Trilogie de la Vengeance

On ne saurait trop insister sur la dimension biographique de cette trilogie. Longtemps ignoré par les studios après l’échec de son premier film : Moon is the Sun’s Dream (1992), Park Chan-wook a pu, après le succès public de JSA, participer à la fondation de l’EGG films, maison de production dirigée par Ji Young Jun qui lui laisse les mains libres. Lorsqu’il tourne Sympathy for Mr Vengeance en 2002, il sait ce que c’est d’être mis à l’écart et d’endurer la frustration de ne pouvoir tourner les scénarii qu’il écrivait. A ce moment de sa vie, Park Chan-wook a probablement un désir de revanche.

Sympathy for M. Vengeance

Sympathy for M. Vengeance

Sympathy for Mr Vengeance, en réalité un des plus anciens de Park Chan-wook, ne voit le jour qu’après l’immense succès public de JSA. Le sujet abordé : les conflits de classes en Corée du Sud, jusque là passés sous silence  par l’industrie cinématographique locale, ainsi que la noirceur du récit, effrayaient tous les producteurs. Ce film, le plus radical de son auteur, en est peut-être la plus belle preuve d’audace. Park  Chan Wook était alors considéré comme expert en suspens et émotion ; c’est sur ce terrain que les producteurs pensent le retrouver avec Sympathy for Mr Vengeance. Son film, dépourvu de tout lyrisme, se révèle d’un nihilisme sans borne  et d’une sécheresse stylistique absolue.

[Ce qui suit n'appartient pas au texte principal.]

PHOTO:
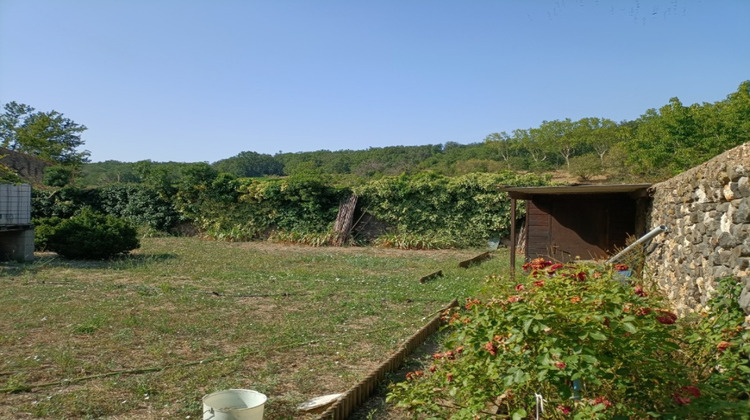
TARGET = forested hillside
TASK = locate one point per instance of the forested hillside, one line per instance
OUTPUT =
(660, 143)
(415, 196)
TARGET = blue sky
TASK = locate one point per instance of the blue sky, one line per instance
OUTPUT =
(189, 81)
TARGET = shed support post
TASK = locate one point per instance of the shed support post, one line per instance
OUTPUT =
(513, 239)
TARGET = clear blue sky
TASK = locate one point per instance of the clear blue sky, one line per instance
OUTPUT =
(189, 80)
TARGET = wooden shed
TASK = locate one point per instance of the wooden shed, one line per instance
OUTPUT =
(579, 221)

Pour Park Chan-wook, la froideur formelle est peut être le seul moyen que le cinéma ait à sa disposition pour montrer la cruauté dans toute son horreur. Son film dépossède progressivement la violence de ses justifications émotionnelles et idéologiques par un subtil procédé de narration. En adoptant le point de vue des kidnappeurs poussés au crime pour sauver la sœur d’un des leurs, et celui d’un père victime mais archétype de ces « patrons » que la société capitaliste nous apprend à haïr, Park Chan-wook fait en sorte que le spectateur, tiraillé entre des personnages ni bons ni mauvais, ne puisse plus adhérer moralement à la progression du récit.

Simplement humains, les personnages se font souffrir mutuellement. Le spectateur ne peut qu’être horrifié par la violence dont ils usent pour se défendre, puis se venger. La force du film repose moins sur la violence visuelle – bien moins expressive que celle de n’importe quel film gore – que sur l’idée d’anomie. La violence n’est qu’une manifestation destructrice totalement dénuée du pouvoir cathartique qui lui est si souvent attribué.

A ce titre Sympathy for Mr Vengeance pourrait être qualifié de film d’horreur, mais d’une horreur singulière, purement psychologique. Il met au jour la manière que chaque homme a de justifier ses actes par des émotions ou des normes sociales. Considérant agir moralement, il n’agit en réalité que dans la méconnaissance d’autrui et de la valeur de la vie humaine.

Le film met à jour la nature profonde de la violence. La froide beauté des images en est un moyen d’exposition ; elles n’ont pas pour vocation d’édulcorer les faits mais de les dévoiler. La lenteur du récit et la discrétion de la bande-son placent progressivement le spectateur en position de captif, tandis que Park Chan-Wook lui révèle progressivement le destin tragique d’hommes qui à force d’ignorer leur nature se consument inexorablement.